A bond ladder is a strategy of buying a set of bonds that mature at regular periods. For example, a simple bond ladder with five rungs to the ladder can be created by first dividing up a block of cash into five equal cash amounts. To get a steady stream of income with the five bond purchases, the bonds need to mature at equal intervals of time.
For example, a bond ladder that spans 10 years can be created by following these simple steps:
1. Use the first block of cash to purchase a 2-year bond. This creates the first rung of the bond ladder.
2. The next rung of the bond ladder would be created by purchasing a bond that matures in 4 years.
3. Following the pattern set in the steps 1 and 2, the next three bond purchases would be a 6-year, 8-year and 10-year bond, respectively.

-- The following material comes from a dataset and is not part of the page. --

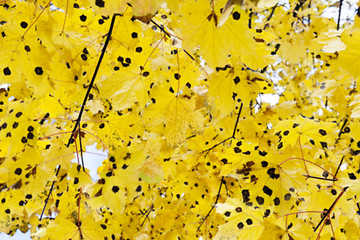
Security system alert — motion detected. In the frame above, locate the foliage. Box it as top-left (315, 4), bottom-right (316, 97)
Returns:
top-left (0, 0), bottom-right (360, 239)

Now, a bond will mature every two years after the initial purchase. At maturity, the bond value and interest will be returned. At this point, the principal, the original money used to buy the bond, will be reinvested in a 10-year bond in order to continue having a bond mature every two years. And the interest returned with the bond principal can be used in a different investment or spent. To grow wealth, it’s better to put the interest paid in a holding account, such as a savings account, that allows for flexibility to use the money when a good investment opportunity comes along. In this way, the ladder will continue to create interest income every two years while preserving the original cash to buy new bonds. The bond ladder will work with any type of bond that is sold on the market.
How much do you need to make a bond ladder work? Most examples show how to create a bond ladder with $10,000. This leads readers to the erroneous conclusion that a large amount of money is needed to create a bond ladder. But a bond ladder can be created with a much smaller amount. Even buying a set of treasury bonds, what most people think of as United States savings bonds starting at denominations of $25, with different maturity dates can create a bond ladder.
Or if investment principal is at least $500, so that it can be divided equally into five purchases of $100 each, a bond ladder can be built out of Treasury Inflation-Protected Securities (TIPS). The advantage of using TIPS for a low-cost bond ladder is that the principal used to purchase each bond is automatically adjusted for inflation. This is a built-in feature of Treasury Inflation-Protected Securities.
As with all investments, there is a degree of risk. The assumption behind creating a bond ladder is that the agency or company selling the bond doesn’t default or go out of business. Researching the bond market to look for safer bonds that may pay smaller amounts of interest payments, but are less likely to default is key to creating a successful investment experience.